Tienen en jaque a la Comunidad Europea a la que llevaron a una guerra que solo beneficia a sus intereses y ha condicionado a los europeos a padecer un invierno frio por los altos precios de los energéticos.
Los Estados Unidos precisaron de una traidora, un ejército a las órdenes del mejor postor, de un Congreso decadente dominado por los fujimoristas y una iniciativa privada rapaz y llena de odio por defender sus privilegios, a cualquier precio, para instrumentar un golpe de Estado.
En América Latina el más grande enemigo lo tenemos en el norte. El avance de gobiernos locales a favor de las mejores causas populares están resultando verdaderos dolores de cabeza para los perversos gringos que solo piensan en sus intereses y tener sometidos a los demás países para seguir sosteniendo sus privilegiadas condiciones económicas, actualmente en franca decadencia.
En el Perú si una institución goza de un gran desprestigio es el Congreso de los Diputados. Los diputados peruanos, desde sus orígenes remotos y mediatos, tienen una vocación golpista y desde el ascenso de Pedro Castillo al poder ha estado insistiendo en dar un golpe de Estado (le llamaban vacancia de la presidencia), pero no habían podido.
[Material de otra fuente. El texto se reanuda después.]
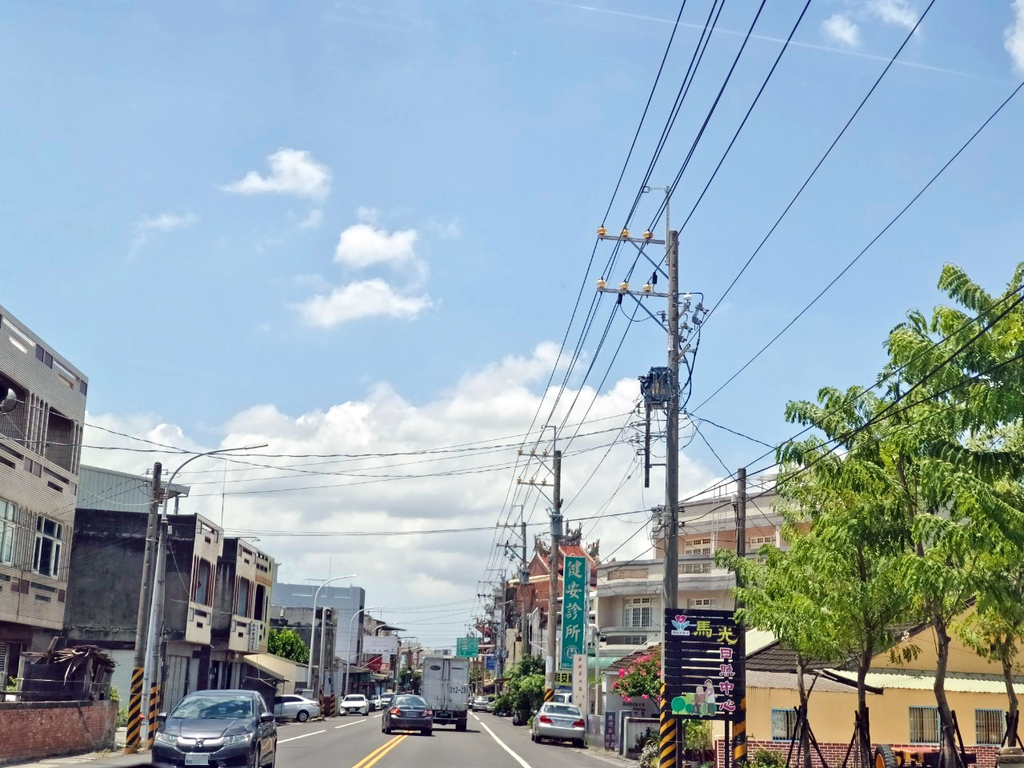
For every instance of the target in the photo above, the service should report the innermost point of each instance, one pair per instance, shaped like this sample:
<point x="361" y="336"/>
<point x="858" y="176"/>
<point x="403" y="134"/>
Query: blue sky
<point x="177" y="180"/>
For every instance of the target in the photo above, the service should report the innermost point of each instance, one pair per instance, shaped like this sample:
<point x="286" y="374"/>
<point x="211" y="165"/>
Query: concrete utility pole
<point x="556" y="535"/>
<point x="739" y="729"/>
<point x="133" y="736"/>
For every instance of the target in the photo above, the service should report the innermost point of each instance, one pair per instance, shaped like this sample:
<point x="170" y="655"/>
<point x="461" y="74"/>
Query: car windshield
<point x="562" y="710"/>
<point x="213" y="708"/>
<point x="410" y="701"/>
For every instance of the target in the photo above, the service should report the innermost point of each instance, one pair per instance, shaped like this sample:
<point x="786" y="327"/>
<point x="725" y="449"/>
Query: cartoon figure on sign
<point x="681" y="626"/>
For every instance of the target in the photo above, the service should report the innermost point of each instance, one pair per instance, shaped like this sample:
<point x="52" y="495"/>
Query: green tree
<point x="288" y="644"/>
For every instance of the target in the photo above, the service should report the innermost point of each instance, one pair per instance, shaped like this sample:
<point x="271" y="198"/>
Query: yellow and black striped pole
<point x="134" y="713"/>
<point x="154" y="711"/>
<point x="668" y="734"/>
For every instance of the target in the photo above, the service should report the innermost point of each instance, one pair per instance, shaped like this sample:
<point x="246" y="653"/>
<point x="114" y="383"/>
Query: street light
<point x="158" y="572"/>
<point x="312" y="637"/>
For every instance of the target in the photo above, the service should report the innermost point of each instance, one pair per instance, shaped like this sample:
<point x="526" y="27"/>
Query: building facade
<point x="42" y="409"/>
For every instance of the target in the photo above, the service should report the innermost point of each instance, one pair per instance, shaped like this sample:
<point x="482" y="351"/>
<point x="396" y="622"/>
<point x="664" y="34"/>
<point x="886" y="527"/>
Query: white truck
<point x="445" y="688"/>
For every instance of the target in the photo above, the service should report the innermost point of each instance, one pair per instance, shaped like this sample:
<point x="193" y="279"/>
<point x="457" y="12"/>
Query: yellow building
<point x="901" y="705"/>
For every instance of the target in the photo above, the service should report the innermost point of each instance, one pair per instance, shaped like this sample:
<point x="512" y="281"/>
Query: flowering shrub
<point x="641" y="680"/>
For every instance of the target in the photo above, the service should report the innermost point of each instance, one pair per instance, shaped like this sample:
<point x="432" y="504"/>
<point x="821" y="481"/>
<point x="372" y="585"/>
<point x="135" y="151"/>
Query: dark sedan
<point x="408" y="714"/>
<point x="218" y="728"/>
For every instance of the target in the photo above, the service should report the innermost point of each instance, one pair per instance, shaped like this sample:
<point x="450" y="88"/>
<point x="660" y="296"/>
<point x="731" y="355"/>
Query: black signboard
<point x="704" y="674"/>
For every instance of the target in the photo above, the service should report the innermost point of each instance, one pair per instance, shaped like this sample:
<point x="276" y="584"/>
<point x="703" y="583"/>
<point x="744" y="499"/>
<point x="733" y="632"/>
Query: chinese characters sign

Su vocación golpista es muy similar a los demás países donde ha perdido la derecha, la diferencia es que los presidentes, como el caso de México, cuentan con un respaldo del ejército y del pueblo muy amplio y fuerte.
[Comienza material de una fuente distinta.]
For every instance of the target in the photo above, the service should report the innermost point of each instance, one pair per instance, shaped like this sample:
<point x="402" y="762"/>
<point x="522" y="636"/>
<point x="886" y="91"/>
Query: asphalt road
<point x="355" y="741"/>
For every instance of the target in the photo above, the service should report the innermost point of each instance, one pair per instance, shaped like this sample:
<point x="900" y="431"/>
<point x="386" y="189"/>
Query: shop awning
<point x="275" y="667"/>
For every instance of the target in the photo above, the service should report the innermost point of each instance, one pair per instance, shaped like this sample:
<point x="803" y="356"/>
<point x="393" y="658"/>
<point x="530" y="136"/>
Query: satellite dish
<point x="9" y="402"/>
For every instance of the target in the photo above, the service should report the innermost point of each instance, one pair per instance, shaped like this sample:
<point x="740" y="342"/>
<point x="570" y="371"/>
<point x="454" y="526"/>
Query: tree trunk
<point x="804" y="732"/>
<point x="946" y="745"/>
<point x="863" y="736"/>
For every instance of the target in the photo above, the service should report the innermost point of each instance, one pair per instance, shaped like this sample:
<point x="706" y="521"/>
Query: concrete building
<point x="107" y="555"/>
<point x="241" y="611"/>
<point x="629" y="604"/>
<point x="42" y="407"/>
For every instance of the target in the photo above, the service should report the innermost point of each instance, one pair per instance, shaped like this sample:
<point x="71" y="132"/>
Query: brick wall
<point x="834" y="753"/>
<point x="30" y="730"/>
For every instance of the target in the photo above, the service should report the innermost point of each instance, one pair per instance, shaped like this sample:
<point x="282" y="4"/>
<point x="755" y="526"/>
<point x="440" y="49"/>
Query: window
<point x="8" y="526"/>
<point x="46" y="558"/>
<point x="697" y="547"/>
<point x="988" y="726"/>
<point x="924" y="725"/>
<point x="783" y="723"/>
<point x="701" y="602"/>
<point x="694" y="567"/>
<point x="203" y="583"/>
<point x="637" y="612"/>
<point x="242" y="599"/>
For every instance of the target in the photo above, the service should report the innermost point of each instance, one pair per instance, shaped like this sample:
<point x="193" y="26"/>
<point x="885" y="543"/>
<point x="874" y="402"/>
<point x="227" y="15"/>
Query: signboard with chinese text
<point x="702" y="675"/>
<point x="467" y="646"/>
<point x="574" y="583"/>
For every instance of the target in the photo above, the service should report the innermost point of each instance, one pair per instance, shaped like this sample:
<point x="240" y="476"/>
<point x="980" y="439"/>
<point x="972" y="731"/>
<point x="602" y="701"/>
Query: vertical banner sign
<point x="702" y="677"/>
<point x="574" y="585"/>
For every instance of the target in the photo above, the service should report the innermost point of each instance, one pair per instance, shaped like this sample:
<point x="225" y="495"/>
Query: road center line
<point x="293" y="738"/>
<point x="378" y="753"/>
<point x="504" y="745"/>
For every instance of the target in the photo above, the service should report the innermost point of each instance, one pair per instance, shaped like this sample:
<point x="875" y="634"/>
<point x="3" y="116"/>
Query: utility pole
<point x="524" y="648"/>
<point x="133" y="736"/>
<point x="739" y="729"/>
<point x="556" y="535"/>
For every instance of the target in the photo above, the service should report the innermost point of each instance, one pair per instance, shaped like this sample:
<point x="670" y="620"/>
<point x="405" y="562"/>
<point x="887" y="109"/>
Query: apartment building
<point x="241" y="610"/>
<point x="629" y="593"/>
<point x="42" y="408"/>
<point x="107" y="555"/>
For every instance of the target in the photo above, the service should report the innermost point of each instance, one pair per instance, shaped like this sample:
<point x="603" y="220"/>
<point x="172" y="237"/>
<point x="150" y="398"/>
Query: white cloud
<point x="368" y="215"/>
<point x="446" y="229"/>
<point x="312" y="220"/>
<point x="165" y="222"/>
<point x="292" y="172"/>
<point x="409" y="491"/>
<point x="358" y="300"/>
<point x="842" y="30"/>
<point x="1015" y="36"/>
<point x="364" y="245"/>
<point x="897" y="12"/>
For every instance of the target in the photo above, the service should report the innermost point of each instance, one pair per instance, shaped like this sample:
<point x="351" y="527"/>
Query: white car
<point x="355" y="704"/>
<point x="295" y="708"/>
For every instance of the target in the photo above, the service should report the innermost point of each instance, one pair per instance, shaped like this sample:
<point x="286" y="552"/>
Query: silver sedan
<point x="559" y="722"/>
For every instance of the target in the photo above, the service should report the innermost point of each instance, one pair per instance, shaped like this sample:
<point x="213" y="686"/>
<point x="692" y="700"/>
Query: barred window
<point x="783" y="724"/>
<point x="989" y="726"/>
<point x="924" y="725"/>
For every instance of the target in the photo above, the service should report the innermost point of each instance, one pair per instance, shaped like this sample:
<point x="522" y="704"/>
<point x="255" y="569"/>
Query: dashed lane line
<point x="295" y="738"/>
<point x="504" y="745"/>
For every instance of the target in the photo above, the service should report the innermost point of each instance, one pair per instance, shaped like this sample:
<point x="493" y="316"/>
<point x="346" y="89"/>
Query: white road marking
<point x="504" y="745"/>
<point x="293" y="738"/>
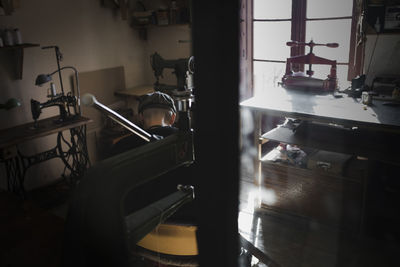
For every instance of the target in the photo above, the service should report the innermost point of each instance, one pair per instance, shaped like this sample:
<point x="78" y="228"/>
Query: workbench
<point x="72" y="152"/>
<point x="336" y="124"/>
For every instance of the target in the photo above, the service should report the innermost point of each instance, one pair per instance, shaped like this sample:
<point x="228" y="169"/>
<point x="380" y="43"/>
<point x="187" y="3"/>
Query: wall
<point x="385" y="60"/>
<point x="90" y="37"/>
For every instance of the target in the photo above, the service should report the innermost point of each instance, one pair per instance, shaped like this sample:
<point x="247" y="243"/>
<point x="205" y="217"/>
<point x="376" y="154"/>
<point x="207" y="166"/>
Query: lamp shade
<point x="42" y="79"/>
<point x="11" y="103"/>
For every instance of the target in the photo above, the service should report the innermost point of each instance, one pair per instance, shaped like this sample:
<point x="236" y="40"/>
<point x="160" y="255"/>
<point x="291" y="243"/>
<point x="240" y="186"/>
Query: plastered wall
<point x="90" y="37"/>
<point x="382" y="56"/>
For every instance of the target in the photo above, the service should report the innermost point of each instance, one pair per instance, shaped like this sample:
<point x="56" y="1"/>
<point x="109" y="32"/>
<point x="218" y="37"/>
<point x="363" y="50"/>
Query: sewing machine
<point x="183" y="70"/>
<point x="63" y="102"/>
<point x="297" y="80"/>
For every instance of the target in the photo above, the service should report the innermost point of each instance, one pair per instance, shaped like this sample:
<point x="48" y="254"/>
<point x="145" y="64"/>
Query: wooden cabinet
<point x="347" y="199"/>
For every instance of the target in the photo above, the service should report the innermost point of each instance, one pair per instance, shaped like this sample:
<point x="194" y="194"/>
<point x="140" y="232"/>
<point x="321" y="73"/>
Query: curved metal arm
<point x="77" y="83"/>
<point x="90" y="100"/>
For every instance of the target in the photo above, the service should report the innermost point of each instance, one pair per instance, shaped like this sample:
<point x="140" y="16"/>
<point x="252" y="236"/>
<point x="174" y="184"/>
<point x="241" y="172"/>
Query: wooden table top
<point x="135" y="92"/>
<point x="21" y="133"/>
<point x="278" y="101"/>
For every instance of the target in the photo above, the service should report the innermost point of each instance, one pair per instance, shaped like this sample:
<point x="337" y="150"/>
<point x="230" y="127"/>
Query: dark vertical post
<point x="216" y="119"/>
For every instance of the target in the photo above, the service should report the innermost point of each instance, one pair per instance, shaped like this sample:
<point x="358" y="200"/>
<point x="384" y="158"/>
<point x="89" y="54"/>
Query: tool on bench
<point x="298" y="80"/>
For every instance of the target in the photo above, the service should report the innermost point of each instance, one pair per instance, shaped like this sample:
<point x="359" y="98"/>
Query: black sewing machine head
<point x="183" y="69"/>
<point x="63" y="102"/>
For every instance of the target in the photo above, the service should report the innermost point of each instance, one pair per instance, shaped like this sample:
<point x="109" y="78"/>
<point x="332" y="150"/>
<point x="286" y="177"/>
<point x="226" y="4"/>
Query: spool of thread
<point x="17" y="37"/>
<point x="7" y="37"/>
<point x="366" y="98"/>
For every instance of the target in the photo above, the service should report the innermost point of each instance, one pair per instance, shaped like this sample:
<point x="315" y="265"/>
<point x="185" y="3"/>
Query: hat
<point x="156" y="100"/>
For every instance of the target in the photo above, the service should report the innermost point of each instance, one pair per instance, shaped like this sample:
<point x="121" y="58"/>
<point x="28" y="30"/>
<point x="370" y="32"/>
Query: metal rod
<point x="90" y="100"/>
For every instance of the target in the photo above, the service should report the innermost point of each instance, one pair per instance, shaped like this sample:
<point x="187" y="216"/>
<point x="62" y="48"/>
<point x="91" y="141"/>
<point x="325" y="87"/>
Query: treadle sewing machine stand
<point x="72" y="152"/>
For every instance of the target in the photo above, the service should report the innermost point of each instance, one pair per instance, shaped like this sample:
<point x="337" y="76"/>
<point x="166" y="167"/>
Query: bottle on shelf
<point x="17" y="37"/>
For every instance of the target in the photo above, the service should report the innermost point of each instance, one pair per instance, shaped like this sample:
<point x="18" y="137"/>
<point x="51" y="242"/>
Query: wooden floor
<point x="290" y="241"/>
<point x="293" y="241"/>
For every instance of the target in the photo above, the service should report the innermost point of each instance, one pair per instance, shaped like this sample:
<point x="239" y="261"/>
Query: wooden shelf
<point x="135" y="92"/>
<point x="342" y="140"/>
<point x="18" y="56"/>
<point x="13" y="47"/>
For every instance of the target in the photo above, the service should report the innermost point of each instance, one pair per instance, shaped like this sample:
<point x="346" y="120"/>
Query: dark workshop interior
<point x="283" y="121"/>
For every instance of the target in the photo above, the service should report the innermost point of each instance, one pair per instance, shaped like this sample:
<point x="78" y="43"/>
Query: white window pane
<point x="267" y="74"/>
<point x="330" y="31"/>
<point x="322" y="72"/>
<point x="272" y="9"/>
<point x="270" y="40"/>
<point x="329" y="8"/>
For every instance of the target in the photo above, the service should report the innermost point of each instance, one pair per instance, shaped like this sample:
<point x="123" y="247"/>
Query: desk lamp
<point x="11" y="103"/>
<point x="41" y="79"/>
<point x="62" y="100"/>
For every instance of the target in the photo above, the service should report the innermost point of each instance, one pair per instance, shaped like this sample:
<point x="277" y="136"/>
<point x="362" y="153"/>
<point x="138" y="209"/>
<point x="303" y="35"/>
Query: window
<point x="277" y="21"/>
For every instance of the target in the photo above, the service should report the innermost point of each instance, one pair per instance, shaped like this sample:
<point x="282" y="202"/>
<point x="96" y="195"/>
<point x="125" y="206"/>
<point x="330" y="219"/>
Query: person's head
<point x="157" y="109"/>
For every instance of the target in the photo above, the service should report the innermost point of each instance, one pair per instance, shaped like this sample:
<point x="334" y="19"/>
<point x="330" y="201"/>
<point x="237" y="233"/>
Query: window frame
<point x="298" y="33"/>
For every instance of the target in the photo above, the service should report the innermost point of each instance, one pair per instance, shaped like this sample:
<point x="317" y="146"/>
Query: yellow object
<point x="171" y="239"/>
Ayer los diputados y el ejército con la tutela de la embajada de los Estados Unidos perpetraron un golpe de Estado que es un triste telegrama para todos los gobiernos de América Latina que tienen gobiernos legítimos electos por el pueblo.
Fuera máscaras, a los Estados Unidos no le gusta la democracia, sobre todo, cuando pierden sus cerdos políticos de derecha que se ponen sistemáticamente a sus órdenes.
Dina Boluarte, de 60 años, se desempeñaba como vicepresidenta en el gobierno de Castillo y hasta hace poco ocupaba el cargo de ministra de Desarrollo e Inclusión Social.
Castillo fue removido en la votación de un juicio político más temprano el miércoles, horas después de anunciar que ordenaría por decreto la disolución del Congreso, una decisión que provocó dimisiones de ministros clave del gobierno y denuncias de un “golpe de Estado” por parte de miembros del Congreso.
Castillo había sido convocado al Congreso para que responda a acusaciones de “permanente incapacidad moral” para gobernar, en medio de varias investigaciones de fiscalía de presunta corrupción. El Congreso apuró la decisión y destituyó a Castillo con 101 votos a favor -con el apoyo e legisladores de derecha e izquierda-, seis en contra y 10 abstenciones.
Estados Unidos había rechazado cualquier acto inconstitucional de Castillo para impedir que el Congreso cumpla con su mandato, dijo el miércoles el embajador estadounidense en el país andino, Lisa Kenna, en Twitter.
Dina Boluarte no es nadie, políticamente hablando, compitió para un presidencia municipal en 2018 y fracasó; compitió para un escaño en el Congreso y volvió a fracasar; fue burócrata de segunda en una oficina del registro ciudadano y llegó a vicepresidenta del Perú al hacer formula con Pedro Castillo por el Partido Libertario y, al traicionar a Castillo y a sus seguidores, se convirtió en presidenta del Perú bajo las ordenes de los Estados Unidos y los diputados fujimoristas comandado por Keiko Fujimori.
Malas noticias para los demócratas de América Latina, buenas noticias para la derecha golpista que verá en el ejemplo de Dina Boluarte una vía para regresar al poder a cualquier precio. Pero no debemos olvidar, ni pasar por alto que Janine Áñez también accedió al poder de la misma forma y apenas en el mes de junio pasado fue condenada a 10 años de presión por el golpe de Estado que encabezó en Bolivia.
La tentación está a flor de piel. Los golpistas de México se verán alentados, pero no olviden que en México existe una sociedad muy politizada, pero las tentaciones serán grandes.
A México no le queda otra que radicalizar su proyecto y combatir la impunidad porque es la impunidad cultivo de golpistas y cínicos dispuestos a todo.